Hospital Station
- First edition cover
- Author: James White
- Language: English
- Series: Sector General
- Genre: Anthology
- Publisher: Ballantine
- Publication date: 1962
- Media type: Print (hardback & paperback)
- Pages: 192
- Preceded by: none
- Followed by: Star Surgeon

= Hospital Station =

Book by James White

Hospital Station is a 1962 science fiction book by British author James White, the first volume in the Sector General series. The book collects together a series of five short stories previously published in New Worlds magazine between 1957 and 1960.

== Stories ==
- "Medic" – During the construction of Sector 12 General Hospital, construction worker O'Mara is suspected of negligently causing the death of two alien workers. Pending an investigation he is restricted to quarters and given the aliens' child to care for.
- "Sector General" – The first story of the main series' narrative.

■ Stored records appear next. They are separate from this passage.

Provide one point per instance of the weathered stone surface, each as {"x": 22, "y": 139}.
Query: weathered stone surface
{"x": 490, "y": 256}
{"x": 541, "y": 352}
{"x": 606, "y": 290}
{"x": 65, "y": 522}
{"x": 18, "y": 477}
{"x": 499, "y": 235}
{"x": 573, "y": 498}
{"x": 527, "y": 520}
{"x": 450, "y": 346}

Doctor Conway has spent two months on the station and is about to be confronted with several emergencies as well as his first educator tape.
- "Trouble with Emily" – Conway is ordered to assist with a project involving a large dinosaur-like alien, dubbed Emily (after Emily Brontë) for its supposed resemblance to Brontosaurus.
- "Visitor at Large" – A SRTT shape-changing alien runs amok in the hospital. Conway and a newly arrived Prilicla are enlisted to capture it.
- "Out-Patient" – Following the recovery of a badly injured alien from a wrecked ship, Conway must pursue a radical treatment.